Instead of using different variables like w1, w2…w6, a1, a2, h1, h2, etc. separately, a vectorized matrix can be used for weights, preactivation(a) and activation(h) respectively. Vectorization enables much more efficient and faster execution of code. It also has easy to follow and learn syntax.

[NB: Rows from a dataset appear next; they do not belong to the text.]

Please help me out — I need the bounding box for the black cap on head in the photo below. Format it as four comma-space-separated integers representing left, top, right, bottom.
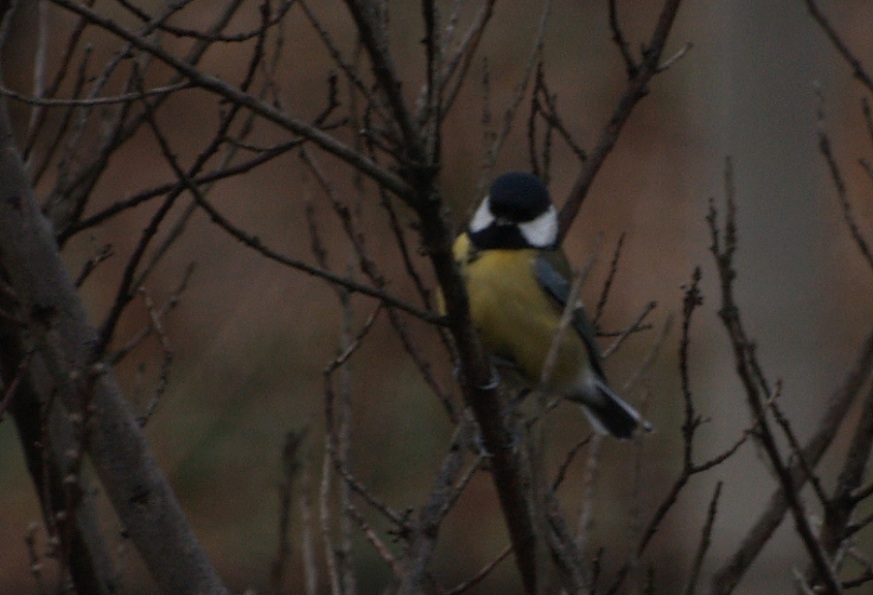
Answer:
488, 172, 552, 223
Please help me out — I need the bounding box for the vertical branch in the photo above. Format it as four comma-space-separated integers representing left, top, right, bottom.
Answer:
0, 52, 226, 594
707, 160, 842, 593
559, 0, 681, 240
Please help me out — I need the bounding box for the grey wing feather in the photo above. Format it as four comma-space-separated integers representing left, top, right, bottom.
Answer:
534, 256, 604, 378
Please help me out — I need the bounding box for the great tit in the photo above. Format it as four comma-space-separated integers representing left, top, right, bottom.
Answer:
453, 172, 651, 438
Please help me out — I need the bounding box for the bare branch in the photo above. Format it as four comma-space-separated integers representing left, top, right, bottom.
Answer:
559, 0, 681, 240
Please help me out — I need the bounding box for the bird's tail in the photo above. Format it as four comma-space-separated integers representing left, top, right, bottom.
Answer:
574, 378, 652, 439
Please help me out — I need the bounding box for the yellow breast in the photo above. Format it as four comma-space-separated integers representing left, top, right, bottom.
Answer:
454, 234, 587, 390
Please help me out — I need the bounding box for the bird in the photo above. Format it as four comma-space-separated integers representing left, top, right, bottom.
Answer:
452, 172, 651, 439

class FeedForwardNetwork_Vectorised:

 def __init__(self):
 np.random.seed(0)
 self.W1 = np.random.randn(2,2)
 self.W2 = np.random.randn(2,1)
 self.B1 = np.zeros((1,2))
 self.B2 = np.zeros((1,1))

 def sigmoid(self, X):
 return 1.0/(1.0 + np.exp(-X))


 def forward_pass(self,X):
 self.A1 = np.matmul(X,self.W1) + self.B1 
 self.H1 = self.sigmoid(self.A1) 
 self.A2 = np.matmul(self.H1, self.W2) + self.B2
 self.H2 = self.sigmoid(self.A2) 
 return self.H2

ffn_v = FeedForwardNetwork_Vectorised()
ffn_v.forward_pass(X_train)

Conclusion

This is about forward propagation from my side and I hope I was able to explain the intuition and steps involved in forward propagation . If you are interested in learning or exploring more about neural networks, refer to my other blog offerings on neural networks. The links are as below

Why better weight initialization is important in neural networks?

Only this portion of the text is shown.